Sina de la Fiol
Bárbara tenía una desmedida
obsesión por los perros. Su casa albergaba una gran cantidad de ellos, al igual
que el puerto, era asilo de estos
animales callejeros.
Día a día paseaba con su manada
por las adoquinadas calles de Valparaíso, mendigando para ella y su peluda
familia. Los vecinos rehuían del mal olor, más intenso e insoportable en las
inmediaciones de su hogar, y rápidamente el descontento creció junto con la
cantidad de inquilinos caninos que tenía la propiedad.
Las noticias locales trataron el posterior
acontecimiento con ligereza. La muerte de 14 perros –todos pertenecientes a la
extraña mujer- no era algo que llamara mucho la atención; que se sospechara de
envenenamiento tampoco abrió una investigación y en dos días ya era un asunto olvidado.
La muerte de los perros pertenecía al pasado y el estado mental de Bárbara era
un misterio para sus vecinos, que desconocían la razón por la cual ella no
lucía destruida por la muerte de sus amadas criaturas. Este aspecto también
pasó al olvido, donde moraba el respetable pasado de la dueña de las mascotas. Ya
nadie recordaba a la que antaño fue la doctora Cabezas. Ella, al contrario, no
borró de su memoria los conocimientos médicos adquiridos y tras este incidente,
los puso en práctica.
A pesar de que el vecindario se
había deshecho impunemente de todos los quiltros, a los dos días se volvieron a
escuchar los aullidos de dolor de al menos tres perros. Al siguiente, los
aullidos evidenciaban la existencia de
más de cinco perros, y, al cuarto día, ya nadie de la cuadra lograba conciliar
el sueño a causa de los incesantes ladridos que provenían del lugar. Cuando la
guardia policial porteña llegó a poner
orden, descubrieron una monstruosa combinación de cobre y vida. Animales
mezclados con metal, algunos de ellos agonizantes, otros moviendo sus nuevas
colas articuladas con pequeñas piezas mecánicas.
Cuando acercaron sus armas para
terminar el sufrimiento de aquellos canes moribundos el resto de la manada se puso a la defensiva. La doctora apareció,
inyectó una solución turquesa en los canes más desvalidos.
-Cuando puedes manejar el secreto
de la vida, aunque sea en animales, debes tener un poco más de respeto al
presentarte ante esa persona.- Dijo Bárbara. La policía dio un paso atrás
inconsciente, pero aun con las armas desenfundadas
–Sólo veníamos a revisar, los vecinos se han
quejado de ruidos molestos- El capitán Carmona fue el único en sacar la voz
–Los ruidos terminarán pronto.
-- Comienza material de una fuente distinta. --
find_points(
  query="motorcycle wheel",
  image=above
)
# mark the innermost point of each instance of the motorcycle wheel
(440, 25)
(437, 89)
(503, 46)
Estos
son los últimos pacientes que restan. Una vez recuperados ya no molestarán más
a quienes no los molesten. Mis procanes
serán beneficiosos para todo. Se les puede entrenar fácilmente, y si se descomponen
pueden ser reparados. Lo mejor de todo, el punto clave de mi implementación, es
que siguen fielmente las órdenes de su líder, aún más que los canes naturales-
Un silbido resonó en el lugar, y de pronto el metálico sonido de patas
artificiales se interpuso entre las fuerzas especiales y la doctora- Ahora, si
ustedes son tan amables, les rogaría que dejen mi propiedad. Varios de mis “niños”
tienen un nuevo modelo de mandíbula
reforzada en cobre, y no creo deseen probar la resistencia de ese material en
sus humanas carnes.
Ahora Bárbara vuelve a caminar
por las adoquinadas calles del puerto, ya no mendigando. Varios comerciantes
han adoptado las “creaciones” de la doctora para proteger sus negocios, y
gracias al buen trabajo que hacen los peludos guardianes, ella recibe generosas
donaciones que le permiten continuar con
su proyecto. El caminar de la anciana doctora, altivo y orgulloso, se decora
con las imponentes apariencias de sus creaciones.